Das Nutzen der Auswahlalgorithmen zum Anzeigen von spezifischen Inhalten ist jedoch real und wird als Microtargeting bezeichnet. Das Microtargeting kann so exzessiv verfolgt werden, dass Daten einer Person in Echtzeit ausgelesen werden und in ein Schattenprofil eingelesen werden. Es werden daran auch Emotionen der Person abgelesen, damit passgenaue Inhalte angezeigt werden können, sodass die Person im schlimmsten Falle einer solchen Beeinflussung gar keine wirkliche Wahl mehr hat, eine bestimmte Sache zu kaufen oder nicht zu kaufen.

Nimmt man hierzu noch Social Bots und Desinformationskampagnen im Internet, so zeichnet sich langsam ein gefährliches Bild ab. Social Bots sind selbst Algorithmen, die darauf programmiert sind, bestimmte Konversationen und Inhalte im Internet zu führen. Ohne, dass ein Mensch an einem elektronischen Gerät sitzen und tippen muss.

Es stellt sich dann die Frage, inwieweit dies ein Problem des Gesetzgebers ist.

Dazu muss man sich die verschiedenen Beziehungen und auch rechtlichen Bezüge näher anschauen. Soweit sich mittels des Internetintermediäres ein*e Verbraucher*in und ein Unternehmen gegenüberstehen, so will der Gesetzgeber den Schutz der Verbraucher*innen erreichen. Dies gilt in vielen Fällen auch im Verhältnis zum Internetintermediär selbst. Dass der Gesetzgeber nicht nur Verbraucher*innen beispielsweise vor Überforderungskäufen schützen will, sondern auch sämtliche Nutzer*innen vor einseitigen, manipulativen Inhalten ergibt sich mittelbar aus den Grundsätzen der Freiheit der Meinungsbildung aus Art. 5 GG und der Wahlfreiheit in Art. 21, 38 GG. Denn es hat jede Person, die wahlberechtigt ist, einen Anspruch auf freie, allgemeine Wahlen. Dazu gehört auch die Möglichkeit, überhaupt eine fundierte eigene Entscheidung treffen zu können.

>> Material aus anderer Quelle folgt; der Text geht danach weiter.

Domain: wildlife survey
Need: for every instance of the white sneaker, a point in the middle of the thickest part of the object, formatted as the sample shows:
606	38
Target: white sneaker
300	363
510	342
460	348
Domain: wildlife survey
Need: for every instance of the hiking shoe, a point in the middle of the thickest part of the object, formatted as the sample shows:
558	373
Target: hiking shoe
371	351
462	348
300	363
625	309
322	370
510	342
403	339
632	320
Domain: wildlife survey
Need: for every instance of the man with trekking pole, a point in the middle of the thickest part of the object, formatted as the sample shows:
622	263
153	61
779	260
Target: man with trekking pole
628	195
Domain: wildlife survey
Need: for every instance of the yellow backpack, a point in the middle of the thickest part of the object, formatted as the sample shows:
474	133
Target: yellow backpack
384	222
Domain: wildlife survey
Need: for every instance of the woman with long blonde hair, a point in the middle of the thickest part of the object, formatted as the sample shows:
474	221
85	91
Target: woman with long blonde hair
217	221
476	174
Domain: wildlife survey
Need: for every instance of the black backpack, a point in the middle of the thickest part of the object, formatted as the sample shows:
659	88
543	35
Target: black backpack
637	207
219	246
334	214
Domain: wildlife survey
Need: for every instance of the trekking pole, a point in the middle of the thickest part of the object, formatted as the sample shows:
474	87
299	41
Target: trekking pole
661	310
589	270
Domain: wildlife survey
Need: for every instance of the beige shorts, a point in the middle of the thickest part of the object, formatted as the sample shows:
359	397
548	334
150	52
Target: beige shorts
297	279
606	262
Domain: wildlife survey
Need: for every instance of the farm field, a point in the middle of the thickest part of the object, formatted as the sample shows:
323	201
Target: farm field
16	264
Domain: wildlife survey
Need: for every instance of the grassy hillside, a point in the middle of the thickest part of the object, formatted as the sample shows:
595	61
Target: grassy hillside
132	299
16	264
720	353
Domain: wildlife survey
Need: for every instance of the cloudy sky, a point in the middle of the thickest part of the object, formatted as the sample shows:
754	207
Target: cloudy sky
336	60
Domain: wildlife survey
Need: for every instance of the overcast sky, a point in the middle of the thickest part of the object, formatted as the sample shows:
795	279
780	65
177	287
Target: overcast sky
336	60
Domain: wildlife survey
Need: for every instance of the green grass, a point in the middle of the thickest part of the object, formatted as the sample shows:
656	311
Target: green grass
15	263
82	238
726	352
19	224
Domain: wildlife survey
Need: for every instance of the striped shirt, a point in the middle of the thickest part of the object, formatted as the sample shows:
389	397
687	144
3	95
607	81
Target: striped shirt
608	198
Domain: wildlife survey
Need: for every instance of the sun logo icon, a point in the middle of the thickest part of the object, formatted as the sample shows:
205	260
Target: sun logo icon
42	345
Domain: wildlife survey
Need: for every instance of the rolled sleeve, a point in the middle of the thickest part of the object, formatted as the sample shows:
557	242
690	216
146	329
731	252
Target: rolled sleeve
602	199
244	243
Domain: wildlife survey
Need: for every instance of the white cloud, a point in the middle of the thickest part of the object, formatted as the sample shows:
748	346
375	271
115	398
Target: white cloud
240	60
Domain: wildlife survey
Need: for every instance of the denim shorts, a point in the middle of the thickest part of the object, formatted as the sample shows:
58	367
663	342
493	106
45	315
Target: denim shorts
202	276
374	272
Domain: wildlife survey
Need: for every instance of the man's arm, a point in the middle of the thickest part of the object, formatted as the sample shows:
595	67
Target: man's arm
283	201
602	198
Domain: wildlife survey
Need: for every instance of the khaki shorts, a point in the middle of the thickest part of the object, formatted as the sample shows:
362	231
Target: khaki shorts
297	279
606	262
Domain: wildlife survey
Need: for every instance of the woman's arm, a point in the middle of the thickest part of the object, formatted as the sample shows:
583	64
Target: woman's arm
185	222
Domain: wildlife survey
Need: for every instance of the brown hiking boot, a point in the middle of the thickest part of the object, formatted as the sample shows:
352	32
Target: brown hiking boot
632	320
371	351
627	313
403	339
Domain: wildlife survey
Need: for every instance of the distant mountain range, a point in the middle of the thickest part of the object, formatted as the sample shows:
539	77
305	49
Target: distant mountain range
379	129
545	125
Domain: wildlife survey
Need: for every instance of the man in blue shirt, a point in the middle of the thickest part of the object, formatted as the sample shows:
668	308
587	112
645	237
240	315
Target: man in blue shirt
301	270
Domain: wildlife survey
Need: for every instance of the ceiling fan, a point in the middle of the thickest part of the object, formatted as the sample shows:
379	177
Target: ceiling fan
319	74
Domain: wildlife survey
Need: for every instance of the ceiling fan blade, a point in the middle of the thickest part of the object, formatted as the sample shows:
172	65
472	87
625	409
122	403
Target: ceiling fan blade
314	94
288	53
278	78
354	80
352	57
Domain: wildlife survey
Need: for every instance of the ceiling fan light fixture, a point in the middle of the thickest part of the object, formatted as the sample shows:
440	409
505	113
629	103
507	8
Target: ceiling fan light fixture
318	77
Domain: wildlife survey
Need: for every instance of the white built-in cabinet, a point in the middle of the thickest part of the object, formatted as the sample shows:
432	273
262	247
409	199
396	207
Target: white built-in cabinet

Zu diesem Schutz des Informationszugangs und dem Schutz der öffentlichen Meinungsbildung hat der Gesetzgeber beispielsweise den Medienstaatsvertrag verabschiedet, in welchem in § 94 I MStV festgelegt ist, dass ein Internetintermediär keine Inhalte diskriminieren darf. Weiterhin ist in § 93 I MStV eine Kennzeichnungspflicht für Social Bots geregelt. Es sollen dadurch keine Inhalte gepusht werden oder verloren gehen, die die Nutzer*innen im Informationszugang beschränken.

Des Weiteren ist das Internet natürlich kein rechtsfreier Raum. Besondere Relevanz zum Schutz der einzelnen Person vor anderen Nutzer*innen des Internetintermediäres fällt hierbei dem Strafrecht zu, denn das Internet bietet Gelegenheit für Betrug, Erpressung, Beleidigung und viele andere Straftaten. Durch öffentliche und zivilrechtliche Mediengesetze sollen die Nutzer*innen vor den Internetintermediären und vor Unternehmen geschützt werden, die die Daten der Nutzer*innen in missbräuchlicher Art nutzen können. Damit wird ein*e Nutzer*in sowohl vor anderen Nutzer*innen geschützt, als auch vor möglichem Datenmissbrauch durch den Internetintermediär.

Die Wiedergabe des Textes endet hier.